FLCL: Grunge is a lot more successful if it’s someone’s first exposure to FLCL rather than the fourth take on this idea. Anyone who’s seen another FLCL series, especially the original, may feel that this premiere falls a little flat and plays things just too safe as it repeats the same story beats of the other series. Haruko shows up and causes chaos? Check. A shy protagonist who longs for more grows a weird horn? Check. A TV-faced robot tries to end civilization? Check. Lather, rinse, retread.
That’s not to say that there aren’t still flashes of greatness in “Shinpachi.” The idea that the yakuza members all have the same hiragana-laced faces is weird and fun. There’s also a group of people known as Rockians who are basically Marvel’s Ben “The Thing” Grimm. There are playful self-aware jokes that try to get ahead of the narrative by poking fun at some of the inherent problems that anime translations face as well as the stigma that continues to surround dubs even though FLCL: Grunge’s English version is airing before the Japanese original. And if nothing else, it’s always nice to hear Kari Wahlgren return as Haruko Haruharua and to get a dose of Steve Blum’s dulcet tones, but this still doesn’t make up for lackluster storytelling.

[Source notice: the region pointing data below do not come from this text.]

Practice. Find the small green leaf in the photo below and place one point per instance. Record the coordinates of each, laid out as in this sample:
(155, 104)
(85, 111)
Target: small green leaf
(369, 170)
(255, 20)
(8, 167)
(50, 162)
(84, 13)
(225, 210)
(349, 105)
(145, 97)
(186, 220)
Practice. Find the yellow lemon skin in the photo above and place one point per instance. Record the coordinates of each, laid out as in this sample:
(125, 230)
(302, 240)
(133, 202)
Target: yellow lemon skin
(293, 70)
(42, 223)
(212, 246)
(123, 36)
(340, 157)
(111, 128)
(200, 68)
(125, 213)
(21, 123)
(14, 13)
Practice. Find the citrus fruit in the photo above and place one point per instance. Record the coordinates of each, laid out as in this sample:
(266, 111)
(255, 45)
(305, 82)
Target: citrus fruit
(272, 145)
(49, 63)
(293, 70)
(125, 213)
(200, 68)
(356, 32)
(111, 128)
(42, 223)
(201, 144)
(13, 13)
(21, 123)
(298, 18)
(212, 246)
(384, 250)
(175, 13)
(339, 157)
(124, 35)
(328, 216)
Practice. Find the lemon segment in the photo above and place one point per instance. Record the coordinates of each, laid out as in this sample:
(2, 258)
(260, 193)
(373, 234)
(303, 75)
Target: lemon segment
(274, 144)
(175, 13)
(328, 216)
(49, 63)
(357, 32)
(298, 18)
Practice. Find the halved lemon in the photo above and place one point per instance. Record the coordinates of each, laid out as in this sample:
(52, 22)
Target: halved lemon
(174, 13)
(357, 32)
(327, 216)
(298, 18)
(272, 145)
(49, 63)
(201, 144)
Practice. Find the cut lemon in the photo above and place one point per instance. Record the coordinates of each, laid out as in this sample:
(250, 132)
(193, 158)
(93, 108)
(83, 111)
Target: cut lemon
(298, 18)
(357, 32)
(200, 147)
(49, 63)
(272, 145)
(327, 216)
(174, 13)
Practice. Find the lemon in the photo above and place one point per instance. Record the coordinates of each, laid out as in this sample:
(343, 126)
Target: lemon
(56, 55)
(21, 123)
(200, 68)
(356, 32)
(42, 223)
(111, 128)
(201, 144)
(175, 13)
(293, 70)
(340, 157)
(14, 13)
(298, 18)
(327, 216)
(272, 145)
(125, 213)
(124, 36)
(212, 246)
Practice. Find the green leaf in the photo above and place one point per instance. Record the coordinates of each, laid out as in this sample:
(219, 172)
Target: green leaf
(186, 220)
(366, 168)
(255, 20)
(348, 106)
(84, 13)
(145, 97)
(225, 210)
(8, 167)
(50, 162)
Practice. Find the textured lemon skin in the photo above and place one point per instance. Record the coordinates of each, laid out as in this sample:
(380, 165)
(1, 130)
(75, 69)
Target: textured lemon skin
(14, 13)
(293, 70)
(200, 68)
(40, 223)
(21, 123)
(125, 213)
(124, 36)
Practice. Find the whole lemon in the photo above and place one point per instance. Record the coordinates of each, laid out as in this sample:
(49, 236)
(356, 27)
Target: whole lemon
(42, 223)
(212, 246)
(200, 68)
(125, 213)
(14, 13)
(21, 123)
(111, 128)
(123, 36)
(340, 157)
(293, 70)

Another element that may be a real sticking point for audiences is FLCL: Grunge’s CG-based visuals. They’re by no means ugly, but they fail to reach the heights of the previous seasons’ engaging visual styles that were produced by Gainax and Production I.G (who will be back for FLCL: Shoegaze). FLCL: Grunge is animated by MontBlanc Pictures, on their first series no less, and their inexperience frequently shines through. It should be interesting to see what MontBlanc does in the future, but as it stands, an all-CG anime company like Studio Orange would have been a safer bet.
MontBlanc still finds ways to push the animation past its limits and engage in spectacles that feel true to the FLCL brand, like when Shinpachi first sees Haruko or when they share an awkward kiss. In fact, all of these heightened flourishes feel very much like the Scott Pilgrim-ification of FLCL as arcade noises and chaotic camera angles sweep up these characters.
It’s a curious tactic that equates FLCL to stylized pandemonium, which is certainly an oversimplification of what this series/franchise is all about. There’s a heightened slapstick style to the show’s visuals, which maintain a high energy that effectively contrasts with Shinpachi’s general malaise and listlessness. Visuals aside, FLCL: Grunge features exceptional music by The Pillows, which continually proves to be FLCL’s secret weapon in each series.
“It’s been a blast…Actually it’s been more of a nightmare,” is something that Haruko flippantly declares towards the end of “Shinpachi” and it’s hard to not feel the same dissonant perspective as this premiere reaches its end. Ironically enough, FLCL: Grunge’s problem is essentially the same as Shinpachi’s woes. It’s an anime that wants to break out of its shell and not be defined by its ancestors and past, yet it can’t help but get lost in old habits.
FLCL premiere episodes are often their weakest due to being bogged down in exposition and world-building. Fortunately, the episode’s final moments are the most creative and promising that indicate a hopeful future for what’s to come. It’s entirely possible that FLCL: Grunge finds its footing and independence in its subsequent episodes, but “Shinpachi” makes for a rocky start that could be more precise with its knife-work.
We all just need to find the right blade to cut that big fish called life otherwise we’ll be resigned to going through the motions.
FLCL: Grunge premieres Sept. 9 at midnight ET on Adult Swim.